I found the above image by typing 'Harold Camping Boobs' in google search, by the way.


Here's what I found with 'Harold Camping Asian Boobs', though.
So, now that math, which I think Einstein once said was the language of God, or something, has shown me the Truth, I hereby renounce my atheism (for the next 21 years, anyway) and will use this blog to spread the New and Improved Good News (Like the Bible, but better!).
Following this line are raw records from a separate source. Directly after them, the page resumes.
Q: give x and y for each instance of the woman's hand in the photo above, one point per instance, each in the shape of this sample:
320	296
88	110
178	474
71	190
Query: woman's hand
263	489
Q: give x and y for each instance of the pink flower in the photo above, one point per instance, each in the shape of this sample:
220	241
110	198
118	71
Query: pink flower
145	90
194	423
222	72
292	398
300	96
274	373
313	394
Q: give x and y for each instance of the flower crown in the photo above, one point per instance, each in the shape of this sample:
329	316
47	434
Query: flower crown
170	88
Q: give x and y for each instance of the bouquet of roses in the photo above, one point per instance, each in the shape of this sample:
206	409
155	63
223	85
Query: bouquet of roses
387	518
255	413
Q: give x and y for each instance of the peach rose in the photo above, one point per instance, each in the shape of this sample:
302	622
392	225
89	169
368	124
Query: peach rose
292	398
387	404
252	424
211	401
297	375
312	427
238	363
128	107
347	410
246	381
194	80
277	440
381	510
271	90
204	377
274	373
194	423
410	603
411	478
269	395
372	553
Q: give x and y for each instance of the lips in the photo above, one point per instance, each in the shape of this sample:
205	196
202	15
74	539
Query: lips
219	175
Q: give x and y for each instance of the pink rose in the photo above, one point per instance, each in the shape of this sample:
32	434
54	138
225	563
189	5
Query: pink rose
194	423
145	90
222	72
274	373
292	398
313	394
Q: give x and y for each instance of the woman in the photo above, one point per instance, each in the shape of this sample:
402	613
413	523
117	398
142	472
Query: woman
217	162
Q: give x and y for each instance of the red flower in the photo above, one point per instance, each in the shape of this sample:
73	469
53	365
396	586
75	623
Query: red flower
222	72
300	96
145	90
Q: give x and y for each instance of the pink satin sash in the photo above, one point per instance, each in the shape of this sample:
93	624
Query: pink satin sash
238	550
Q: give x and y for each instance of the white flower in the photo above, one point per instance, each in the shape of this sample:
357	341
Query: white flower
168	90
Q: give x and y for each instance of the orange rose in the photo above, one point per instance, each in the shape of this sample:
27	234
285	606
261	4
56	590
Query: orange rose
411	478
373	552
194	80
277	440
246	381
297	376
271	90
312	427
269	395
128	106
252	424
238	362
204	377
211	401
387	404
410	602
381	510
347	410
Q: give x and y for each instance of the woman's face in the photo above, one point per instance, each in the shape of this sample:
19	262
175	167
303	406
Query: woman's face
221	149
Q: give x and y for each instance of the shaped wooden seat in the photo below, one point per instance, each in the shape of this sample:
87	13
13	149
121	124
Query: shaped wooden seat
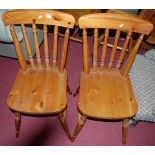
105	88
44	95
106	95
40	87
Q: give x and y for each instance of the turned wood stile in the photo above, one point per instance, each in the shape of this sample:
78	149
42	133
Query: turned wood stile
85	52
27	44
36	45
64	51
122	54
95	54
132	55
114	49
46	50
104	49
18	48
55	46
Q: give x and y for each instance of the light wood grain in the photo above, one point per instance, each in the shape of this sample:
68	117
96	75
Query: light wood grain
115	21
106	91
40	93
106	95
48	17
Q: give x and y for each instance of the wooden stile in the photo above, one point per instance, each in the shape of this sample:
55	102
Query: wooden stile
27	45
18	48
55	46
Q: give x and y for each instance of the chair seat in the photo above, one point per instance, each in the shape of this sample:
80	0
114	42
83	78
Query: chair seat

I'll need some funds to get the Word out, so I'll probably add a tip jar or pay pal thingy soon, and maybe get some of those Korea ads on the site because I'm sure they bring in a lot of revenue.

(I imagine this girl has committted suicide by now.)

In closing, I'll let you guess what keywords I used to find these pictures.


Kevin Kim said...

I do hope this means you're actually back to blogging. Too many fuckin' n00bs-- self-serious and talent-free-- in Koreablogosphere 2.0. Now if only someone could persuade Kevin of IA to get back in the game...

Party Pooper said...

fuckin nOObs! I've a feeling that if Kevin were still in Korea he would have been back ripping on random nonsense long ago. The Nomad, however, has no such excuse...

kushibo said...

Poor Harold Camping is having trouble even holding up the number three on his hand.

Or maybe that's how many boobs there'd be if "Harold Camping Asian Boobs" girl showed up at Harold Camping's house with her sister on the night of Harold Camping's next End of the World night.